Union Customs Code: goods that have temporarily left the customs territory by sea or air
The Committee on the Internal Market and Consumer Protection adopted the report by Maria GRAPINI (S&D, RO) on the proposal for a regulation of the European Parliament and of the Council amending Regulation (EU) No 952/2013 laying down the Union Customs Code, as regards goods that have temporarily left the customs territory of the Union by sea or air.
The committee recommended that Parliament adopt its position in first reading, taking over the Commission proposal.
To recall, Article 136 of Regulation (EU) No 952/2013 of the European Parliament and of the Council laying down the Union Customs Code (UCC) excludes the application of certain provisions of that Regulation to goods that have temporarily left the customs territory of the Union while moving between two Union ports or airports without stopping outside the Union.
Those provisions are the rules governing: (i) the obligation to lodge the entry summary declaration, (ii) the obligation to notify the arrival of a sea-going vessel or an aircraft, (iii) the obligation to convey the goods to certain places and to present them to the customs authorities at the point in which they are unloaded or transhipped, and (iv) temporary storage.

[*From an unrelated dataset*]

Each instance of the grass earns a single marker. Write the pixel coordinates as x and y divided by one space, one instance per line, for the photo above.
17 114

As a result, there is no clear legal basis for requiring the presentation of the goods that are unloaded or transhipped at the point where the goods re-enter the customs territory of the Union after having temporarily left it. In absence of a clear legal basis to require presentation of these goods to the customs authorities, it is more difficult for customs authorities to ensure the supervision of those goods.
The current proposal to amend Article 136 is aimed at closing this gap and thereby ensuring equal treatment of goods and providing again the legal basis that was already established through the old customs code.